Customer work on Linux? Too bad if you are an SPSS or Stastistica user, since they run on Windows. R? Works everywhere. In fact, I do all my R work on an Apple iMac and every model I have delivered ran, unchanged, on systems other than Apple.
Superb community support that costs zero, add to that the many user supplied functions, and you have quite the robust environment.
Last but not least, just look at job boards, especially jobs with “big data” in the description. A vast majority want R. In fact, at a data mining conference in NY city a few months back, the speaker from Columbia University said he expects R to be the de facto statistics standard within 3-years.
Personally, I have not renewed my SAS license (way to expensive) and not sure if I’m going to upgrade Stata. Reason: since 2007, the only thing clients have requested is R
So, the question should really be: why DON’T you know R?
Karen says
Hi Joe,
Well, there definitely people who don’t need to worry about the cost of a license of other software packages. (And fwiw, Stata is a relative bargain, compared to many others). And there are fields where other software is entrenched. People working in those fields, especially those who don’t use stats often, may not need R. At least not yet.

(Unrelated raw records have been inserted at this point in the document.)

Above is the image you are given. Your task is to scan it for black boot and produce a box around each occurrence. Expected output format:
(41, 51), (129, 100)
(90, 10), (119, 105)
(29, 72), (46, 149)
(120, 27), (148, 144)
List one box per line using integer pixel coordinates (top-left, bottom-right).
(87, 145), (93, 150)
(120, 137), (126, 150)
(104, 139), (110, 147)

I still believe it’s useful to be able to use the field-entrenched software if you do any collaborative work, and this includes all grad students. You’re going to get stuck if you’re the only R user.
But unless you are a very seldom user of stats, knowing at least two packages is extremely helpful. So I agree–anyone who does a lot of stats ought to learn R.
I think R is becoming the statistics software equivalent of speaking English. Not everyone in the world needs it and it’s not the only important language, but many, many people benefit immensely from it. In some situations this benefit is huge. In others it’s not at all, and in some, it’s absolutely crucial.